I Am In Charge of How I Feel (Except When I'm Not)
While cleaning out pictures in my phone the other day, I came across one of those little notes of encouragement that I often see on Instagram and Facebook. It was this message:
At the time that I saved it, I thought it would be helpful. I understand its message. We all face difficulties, but we determine how we react and how it affects us. As we like to toss around at work, we “carry our own weather,” which can be sunny or stormy. So I tried to keep that in mind. I kept it where I could see it (on my phone’s lock screen) and when faced with problems I reminded myself to choose happiness!
So why did it feel like I was faking? Because sometimes I was. Sometimes, I’m not in control of my feelings and thoughts. That was especially true as of late. When issues began piling up on me—money, family, career, money, health, money—I started spiraling. Over the past year or so, I’ve been proud of the fact that I’ve been able to manage my depression. There were a few ups and downs, sure, but I felt like I was hiding it well. Control the crazy, I’d tell myself. But over the last several weeks I wasn’t controlling it as well as I thought I was.
I was drinking more. I was withdrawn. Even though I was saying “I love you,” my actions and attitude were pushing my significant other away. Nothing felt like it was worth it; I didn’t feel like life was worth living. Giving up seemed like the only real option I had. And when ending it didn’t work, I felt like a bigger failure than before.

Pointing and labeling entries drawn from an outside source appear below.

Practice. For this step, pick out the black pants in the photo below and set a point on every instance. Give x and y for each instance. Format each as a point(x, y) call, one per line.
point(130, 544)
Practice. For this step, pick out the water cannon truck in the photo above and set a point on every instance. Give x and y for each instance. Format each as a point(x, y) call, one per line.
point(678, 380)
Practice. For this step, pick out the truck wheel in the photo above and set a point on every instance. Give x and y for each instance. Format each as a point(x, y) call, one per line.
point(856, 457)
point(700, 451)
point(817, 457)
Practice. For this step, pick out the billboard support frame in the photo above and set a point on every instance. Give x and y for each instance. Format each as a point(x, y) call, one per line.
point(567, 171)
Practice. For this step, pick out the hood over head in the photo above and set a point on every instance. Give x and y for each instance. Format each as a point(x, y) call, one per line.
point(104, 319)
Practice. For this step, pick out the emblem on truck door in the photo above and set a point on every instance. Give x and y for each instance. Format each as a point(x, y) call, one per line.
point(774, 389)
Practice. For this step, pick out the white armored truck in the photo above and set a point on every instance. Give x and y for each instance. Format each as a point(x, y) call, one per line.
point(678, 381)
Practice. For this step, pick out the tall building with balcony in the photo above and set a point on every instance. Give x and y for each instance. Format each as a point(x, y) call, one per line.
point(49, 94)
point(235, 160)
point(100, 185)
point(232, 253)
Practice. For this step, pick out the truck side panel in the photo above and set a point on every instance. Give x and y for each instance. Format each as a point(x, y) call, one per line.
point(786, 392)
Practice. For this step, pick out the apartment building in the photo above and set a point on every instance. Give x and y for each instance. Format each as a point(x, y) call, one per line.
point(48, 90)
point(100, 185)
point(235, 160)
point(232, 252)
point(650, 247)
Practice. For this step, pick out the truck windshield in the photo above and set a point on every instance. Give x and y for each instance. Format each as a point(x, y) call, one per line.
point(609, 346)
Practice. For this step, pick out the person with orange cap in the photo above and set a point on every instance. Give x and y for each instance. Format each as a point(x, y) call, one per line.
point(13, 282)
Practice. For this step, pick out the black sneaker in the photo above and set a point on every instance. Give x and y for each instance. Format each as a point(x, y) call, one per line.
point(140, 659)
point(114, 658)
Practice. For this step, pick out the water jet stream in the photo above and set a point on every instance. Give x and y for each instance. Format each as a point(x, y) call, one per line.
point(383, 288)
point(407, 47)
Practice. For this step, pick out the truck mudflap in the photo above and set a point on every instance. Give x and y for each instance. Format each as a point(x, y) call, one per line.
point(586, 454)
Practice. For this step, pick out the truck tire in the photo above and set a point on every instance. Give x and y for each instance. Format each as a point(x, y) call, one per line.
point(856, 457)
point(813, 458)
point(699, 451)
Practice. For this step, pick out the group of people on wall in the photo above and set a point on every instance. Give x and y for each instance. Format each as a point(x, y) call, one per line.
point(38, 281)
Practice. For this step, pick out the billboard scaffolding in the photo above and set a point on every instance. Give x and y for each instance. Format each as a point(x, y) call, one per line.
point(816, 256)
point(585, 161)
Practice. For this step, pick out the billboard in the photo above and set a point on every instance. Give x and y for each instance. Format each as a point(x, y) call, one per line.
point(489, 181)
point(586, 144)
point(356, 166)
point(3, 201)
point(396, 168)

I’d tried choosing happiness; why wasn’t it choosing me?! Why couldn’t I make the smile I’d plastered on my face be genuine? Why was it that even when I tried to see the positive I felt overwhelmed by the negative?
The problem wasn’t that I wasn’t trying. It’s that, when dealing with severe depression and anxiety, trying by itself doesn’t work. Hell, I knew that! As often as I’ve played the part of happy-go-lucky Superwoman, only to crash and burn, I should’ve realizing that it was going to take more than just willpower. Maybe I’d fooled myself into believing I was better, I dunno.
This most recent experience has made me come clean. I nervously apologized and confessed my issues to my significant other. He’s been supportive and understanding, which gives him major points in my book! And I opened up to my bestie, who is in the mental health field and would be an ideal therapist if she wasn’t my friend. But fortunately she had referrals so that I can get good, consistent help. But most importantly I had to come clean with myself about who and what I am and am not.
I am not a horrible, negative person.
I cannot handle my depression alone.
When I am in charge of how I feel, I will still choose happiness.
When I’m not in charge, I will choose help.